AUTHOR: Linda writes romance in all categories, but what is her fave? Suspense, and not only suspense, but SUSPENSE SEALED WITH A KISS

Thursday, September 1, 2011

When Author, Editor, or Agent is Blessed to Judge…

Hopefully you count your blessings and take it very seriously when an organization asks you to be a judge for what? A writing contest? The thing you love most in the world? Woohoo!

And do you? Do you really take it seriously, or just go through the motions to be a good sport?

A writer takes a huge step when he or she places their work in your hands. They are, in essence, asking you to validate them as writers. Some are new to the task, some have been trying for years to break into the industry, and you hold their hopes before you.

Is it more important to you to encourage the writer or show them how much you think you know?

Don’t get me wrong. Holding a poor writer’s hand only goes so far. It’s difficult to keep saying, “Very interesting.” But there has to be something you can find that would encourage, uplift, or steer the writer in the right direction.

Ever had a judge return an entry like this?

Poorly written, no plot, no sense of reality. Your characters were cardboard. Dialogue stilted, and it looks like you wrote it with your feet. But good luck and I wish you the best.

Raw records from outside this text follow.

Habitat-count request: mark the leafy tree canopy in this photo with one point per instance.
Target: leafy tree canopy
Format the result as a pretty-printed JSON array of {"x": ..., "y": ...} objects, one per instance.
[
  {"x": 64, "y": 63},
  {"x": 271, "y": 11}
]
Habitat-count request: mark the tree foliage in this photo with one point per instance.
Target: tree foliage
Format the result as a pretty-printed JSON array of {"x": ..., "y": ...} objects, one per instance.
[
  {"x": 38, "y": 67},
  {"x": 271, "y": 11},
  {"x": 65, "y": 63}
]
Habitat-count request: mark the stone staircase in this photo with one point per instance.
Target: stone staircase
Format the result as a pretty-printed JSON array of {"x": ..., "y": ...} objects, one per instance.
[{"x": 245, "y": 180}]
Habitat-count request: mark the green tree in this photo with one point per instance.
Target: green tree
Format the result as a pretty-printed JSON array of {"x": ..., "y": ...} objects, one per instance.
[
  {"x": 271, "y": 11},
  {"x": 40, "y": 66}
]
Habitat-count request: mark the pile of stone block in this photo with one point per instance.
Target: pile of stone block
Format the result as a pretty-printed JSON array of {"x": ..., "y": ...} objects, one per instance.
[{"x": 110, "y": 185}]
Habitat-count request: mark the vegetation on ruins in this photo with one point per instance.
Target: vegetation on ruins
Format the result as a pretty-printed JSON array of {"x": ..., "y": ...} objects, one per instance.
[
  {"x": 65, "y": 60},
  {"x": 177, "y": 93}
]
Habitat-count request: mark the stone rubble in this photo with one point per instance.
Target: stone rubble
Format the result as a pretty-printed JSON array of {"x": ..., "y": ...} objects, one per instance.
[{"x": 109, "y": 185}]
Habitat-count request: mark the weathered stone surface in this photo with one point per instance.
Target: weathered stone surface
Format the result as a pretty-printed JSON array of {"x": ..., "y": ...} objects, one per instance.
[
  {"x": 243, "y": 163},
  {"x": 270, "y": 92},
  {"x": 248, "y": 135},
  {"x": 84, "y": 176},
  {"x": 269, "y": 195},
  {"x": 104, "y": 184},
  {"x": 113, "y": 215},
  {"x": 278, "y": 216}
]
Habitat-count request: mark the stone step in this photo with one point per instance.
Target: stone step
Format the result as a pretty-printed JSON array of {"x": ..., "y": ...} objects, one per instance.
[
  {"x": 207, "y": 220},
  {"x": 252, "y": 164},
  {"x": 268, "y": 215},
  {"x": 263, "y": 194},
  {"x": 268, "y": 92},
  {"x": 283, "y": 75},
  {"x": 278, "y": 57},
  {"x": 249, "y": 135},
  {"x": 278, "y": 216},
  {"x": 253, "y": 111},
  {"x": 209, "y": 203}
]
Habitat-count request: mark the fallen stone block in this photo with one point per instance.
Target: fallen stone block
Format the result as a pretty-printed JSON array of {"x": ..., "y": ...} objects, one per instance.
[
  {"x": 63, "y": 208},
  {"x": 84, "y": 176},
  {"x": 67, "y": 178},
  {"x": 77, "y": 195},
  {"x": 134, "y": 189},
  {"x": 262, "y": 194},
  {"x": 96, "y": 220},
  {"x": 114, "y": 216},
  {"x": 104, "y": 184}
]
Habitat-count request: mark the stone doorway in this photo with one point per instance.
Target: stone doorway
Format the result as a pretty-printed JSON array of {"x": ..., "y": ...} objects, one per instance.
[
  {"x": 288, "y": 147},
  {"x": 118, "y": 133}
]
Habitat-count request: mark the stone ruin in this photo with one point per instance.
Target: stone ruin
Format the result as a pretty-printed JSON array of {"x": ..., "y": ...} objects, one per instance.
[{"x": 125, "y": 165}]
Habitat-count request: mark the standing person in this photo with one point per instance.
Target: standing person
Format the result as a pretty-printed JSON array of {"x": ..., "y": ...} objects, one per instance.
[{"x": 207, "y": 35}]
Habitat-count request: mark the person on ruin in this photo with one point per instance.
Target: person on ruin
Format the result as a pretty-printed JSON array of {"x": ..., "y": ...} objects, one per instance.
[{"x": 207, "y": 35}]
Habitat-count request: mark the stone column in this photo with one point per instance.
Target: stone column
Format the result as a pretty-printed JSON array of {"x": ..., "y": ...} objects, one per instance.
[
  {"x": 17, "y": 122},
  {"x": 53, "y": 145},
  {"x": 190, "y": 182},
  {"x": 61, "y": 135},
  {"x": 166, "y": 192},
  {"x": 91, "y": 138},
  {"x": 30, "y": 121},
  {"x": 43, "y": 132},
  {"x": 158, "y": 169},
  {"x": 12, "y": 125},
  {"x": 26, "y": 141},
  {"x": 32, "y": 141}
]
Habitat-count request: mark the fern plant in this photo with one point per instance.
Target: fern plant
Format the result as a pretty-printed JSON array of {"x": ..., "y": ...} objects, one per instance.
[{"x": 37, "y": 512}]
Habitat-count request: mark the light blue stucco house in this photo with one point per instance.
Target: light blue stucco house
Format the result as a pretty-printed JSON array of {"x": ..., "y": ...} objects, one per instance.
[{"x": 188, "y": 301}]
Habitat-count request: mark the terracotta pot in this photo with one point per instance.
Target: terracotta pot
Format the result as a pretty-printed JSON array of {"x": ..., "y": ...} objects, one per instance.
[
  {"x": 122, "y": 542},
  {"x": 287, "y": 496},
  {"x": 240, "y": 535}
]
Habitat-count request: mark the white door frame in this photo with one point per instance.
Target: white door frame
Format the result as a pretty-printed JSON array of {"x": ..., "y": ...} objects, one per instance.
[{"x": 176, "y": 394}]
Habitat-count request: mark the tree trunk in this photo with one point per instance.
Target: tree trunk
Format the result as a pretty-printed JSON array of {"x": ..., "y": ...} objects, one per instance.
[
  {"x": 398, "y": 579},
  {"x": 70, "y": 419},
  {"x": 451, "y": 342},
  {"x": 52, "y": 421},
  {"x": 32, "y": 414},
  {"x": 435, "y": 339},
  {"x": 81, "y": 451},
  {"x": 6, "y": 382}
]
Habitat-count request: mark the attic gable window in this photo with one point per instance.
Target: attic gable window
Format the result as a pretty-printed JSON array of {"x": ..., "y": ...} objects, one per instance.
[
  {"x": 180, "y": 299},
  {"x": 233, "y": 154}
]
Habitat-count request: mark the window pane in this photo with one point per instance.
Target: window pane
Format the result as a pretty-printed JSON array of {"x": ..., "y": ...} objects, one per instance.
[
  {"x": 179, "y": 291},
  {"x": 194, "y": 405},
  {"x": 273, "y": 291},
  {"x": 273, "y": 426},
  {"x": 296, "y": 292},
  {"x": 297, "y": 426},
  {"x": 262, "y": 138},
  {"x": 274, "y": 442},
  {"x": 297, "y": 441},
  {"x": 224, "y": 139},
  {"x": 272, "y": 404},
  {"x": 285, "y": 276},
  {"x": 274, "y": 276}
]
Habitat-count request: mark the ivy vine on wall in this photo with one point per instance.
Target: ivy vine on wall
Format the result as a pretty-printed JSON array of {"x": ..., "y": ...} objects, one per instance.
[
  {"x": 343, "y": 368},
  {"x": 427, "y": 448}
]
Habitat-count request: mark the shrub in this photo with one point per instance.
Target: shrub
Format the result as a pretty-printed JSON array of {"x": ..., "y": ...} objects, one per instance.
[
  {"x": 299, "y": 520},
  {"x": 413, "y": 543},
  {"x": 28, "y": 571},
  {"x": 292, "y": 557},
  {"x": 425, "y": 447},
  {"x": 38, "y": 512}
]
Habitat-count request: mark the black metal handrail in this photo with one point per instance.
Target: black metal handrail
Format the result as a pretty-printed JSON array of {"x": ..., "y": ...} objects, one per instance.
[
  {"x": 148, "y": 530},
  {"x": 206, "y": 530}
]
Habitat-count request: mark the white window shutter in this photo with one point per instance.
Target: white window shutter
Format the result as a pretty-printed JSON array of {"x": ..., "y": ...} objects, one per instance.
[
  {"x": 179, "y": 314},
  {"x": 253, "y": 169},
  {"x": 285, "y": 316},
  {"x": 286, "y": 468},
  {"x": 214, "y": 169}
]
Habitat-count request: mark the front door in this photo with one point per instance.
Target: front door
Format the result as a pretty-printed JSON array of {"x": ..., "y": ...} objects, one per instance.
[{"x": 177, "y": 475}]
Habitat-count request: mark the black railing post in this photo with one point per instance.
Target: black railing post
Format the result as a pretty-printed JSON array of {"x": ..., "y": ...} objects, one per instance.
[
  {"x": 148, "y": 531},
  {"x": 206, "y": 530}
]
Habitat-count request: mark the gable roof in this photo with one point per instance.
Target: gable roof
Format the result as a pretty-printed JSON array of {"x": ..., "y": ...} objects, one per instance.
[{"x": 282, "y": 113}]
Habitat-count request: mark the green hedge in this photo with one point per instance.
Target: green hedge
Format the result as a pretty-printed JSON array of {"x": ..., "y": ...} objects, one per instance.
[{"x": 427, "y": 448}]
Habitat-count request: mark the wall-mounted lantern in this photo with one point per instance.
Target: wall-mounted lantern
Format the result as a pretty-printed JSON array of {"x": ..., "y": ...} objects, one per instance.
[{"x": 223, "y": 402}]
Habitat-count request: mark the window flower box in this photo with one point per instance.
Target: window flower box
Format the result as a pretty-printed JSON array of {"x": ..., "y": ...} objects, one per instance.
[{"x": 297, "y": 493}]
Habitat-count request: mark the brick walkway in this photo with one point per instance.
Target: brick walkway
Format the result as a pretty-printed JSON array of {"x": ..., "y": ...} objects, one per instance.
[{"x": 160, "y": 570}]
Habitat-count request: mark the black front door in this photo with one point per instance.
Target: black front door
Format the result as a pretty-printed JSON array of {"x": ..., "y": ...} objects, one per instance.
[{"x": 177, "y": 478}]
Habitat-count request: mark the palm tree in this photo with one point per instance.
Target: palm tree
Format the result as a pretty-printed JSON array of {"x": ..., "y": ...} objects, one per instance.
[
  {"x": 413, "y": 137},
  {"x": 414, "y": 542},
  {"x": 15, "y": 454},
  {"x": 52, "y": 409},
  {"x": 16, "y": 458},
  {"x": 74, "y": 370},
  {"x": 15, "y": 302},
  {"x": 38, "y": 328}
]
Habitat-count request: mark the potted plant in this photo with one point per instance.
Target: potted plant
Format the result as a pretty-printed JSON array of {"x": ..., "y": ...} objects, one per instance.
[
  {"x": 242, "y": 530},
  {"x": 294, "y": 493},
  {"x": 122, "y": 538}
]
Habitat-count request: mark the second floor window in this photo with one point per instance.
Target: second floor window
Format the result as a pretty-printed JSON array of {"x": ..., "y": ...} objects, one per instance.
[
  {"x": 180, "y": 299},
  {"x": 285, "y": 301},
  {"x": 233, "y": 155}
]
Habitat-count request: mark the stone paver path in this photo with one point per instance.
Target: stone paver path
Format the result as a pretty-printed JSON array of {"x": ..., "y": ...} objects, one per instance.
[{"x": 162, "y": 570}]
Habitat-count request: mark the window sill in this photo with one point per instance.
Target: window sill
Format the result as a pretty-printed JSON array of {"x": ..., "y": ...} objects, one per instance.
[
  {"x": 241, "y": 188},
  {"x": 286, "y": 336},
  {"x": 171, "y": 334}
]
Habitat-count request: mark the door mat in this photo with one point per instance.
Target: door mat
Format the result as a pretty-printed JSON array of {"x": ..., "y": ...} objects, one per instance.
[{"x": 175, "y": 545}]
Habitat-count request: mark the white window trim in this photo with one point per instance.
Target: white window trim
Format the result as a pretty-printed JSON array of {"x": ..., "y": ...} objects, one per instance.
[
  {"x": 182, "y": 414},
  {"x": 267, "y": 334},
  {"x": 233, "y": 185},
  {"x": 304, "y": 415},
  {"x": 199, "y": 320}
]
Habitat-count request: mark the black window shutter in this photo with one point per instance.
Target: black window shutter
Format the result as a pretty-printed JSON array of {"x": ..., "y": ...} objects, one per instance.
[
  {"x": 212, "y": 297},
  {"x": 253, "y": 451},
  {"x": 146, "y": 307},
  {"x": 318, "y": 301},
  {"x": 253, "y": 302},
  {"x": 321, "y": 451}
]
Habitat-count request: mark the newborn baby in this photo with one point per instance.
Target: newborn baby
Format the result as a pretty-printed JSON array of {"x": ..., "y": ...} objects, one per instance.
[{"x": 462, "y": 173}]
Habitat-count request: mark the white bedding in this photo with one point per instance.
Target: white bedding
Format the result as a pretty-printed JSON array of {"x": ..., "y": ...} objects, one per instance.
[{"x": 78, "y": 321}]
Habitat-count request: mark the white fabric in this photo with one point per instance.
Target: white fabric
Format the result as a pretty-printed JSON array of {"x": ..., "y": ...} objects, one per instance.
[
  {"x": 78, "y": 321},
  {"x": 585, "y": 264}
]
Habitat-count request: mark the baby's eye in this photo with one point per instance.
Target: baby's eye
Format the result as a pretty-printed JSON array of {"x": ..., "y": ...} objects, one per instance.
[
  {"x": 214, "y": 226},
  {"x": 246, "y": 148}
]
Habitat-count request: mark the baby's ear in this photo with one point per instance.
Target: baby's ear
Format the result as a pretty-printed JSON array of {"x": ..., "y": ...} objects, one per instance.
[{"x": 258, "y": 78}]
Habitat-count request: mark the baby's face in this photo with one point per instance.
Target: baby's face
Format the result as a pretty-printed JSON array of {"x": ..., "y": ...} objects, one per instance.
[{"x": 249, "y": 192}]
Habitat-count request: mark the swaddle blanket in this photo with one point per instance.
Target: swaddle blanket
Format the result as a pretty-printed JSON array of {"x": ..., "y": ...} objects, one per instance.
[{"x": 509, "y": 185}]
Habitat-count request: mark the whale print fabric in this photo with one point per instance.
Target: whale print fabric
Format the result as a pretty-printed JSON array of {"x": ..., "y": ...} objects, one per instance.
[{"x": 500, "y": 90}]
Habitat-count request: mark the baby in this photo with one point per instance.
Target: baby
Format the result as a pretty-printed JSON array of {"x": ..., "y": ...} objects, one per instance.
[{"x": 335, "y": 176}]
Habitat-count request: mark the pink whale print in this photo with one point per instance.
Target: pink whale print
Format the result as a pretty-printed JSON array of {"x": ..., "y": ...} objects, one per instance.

How have you helped the author?


I’d recommend a strong crit group to help you find typos and errors that can be easily fixed once they’re recognized. Go deeper into the characters’ POVs so that the reader can connect with them and what they are going through. Dialogue should move the story along and with a bit of help, I think you can make your male characters come across with a more masculine touch without losing their sensitivity. You have a great start here and I encourage you to take as many online classes as you can to improve your writing skills until next time you’ll wow us with this novel.

You’ve said the same thing without the caustic bite that could eat into a writer’s delicate spirit. Yes, we all have to be thick-skinned, but the thick skin should come gradually, not in one huge makeover.

The blessing is yours when you’ve been asked to judge. No matter your background or ability, always give it your best. You’ll walk away with much more than the authors. You’ll walk away knowing that you cared about another human being.


  1. AMEN! What a super reminder, Linda.

  2. One paralyzes the other inspires. Fantastic article!

  3. I've encountered both kinds of judges. Both have inspired the kind of judge I've been, and the kind of editor and critique partner I've been.

    A bit of additional advice might be: Don't volunteer to judge if you're heart's just not in it.

    Why do something unnecessarily that you dislike?

  4. Amen, Tammy. I couldn't have said it better! Like a teacher who hates kids. Why do they decide to teach. You and Rita really hit this on the head. A person can give me bad stuff all day long just so they validate my worth as a writing with SOMEthing, just a crumb is enough, but the folks who rip a writer apart and laugh at the remains just aren't nice and shouldn't volunteer.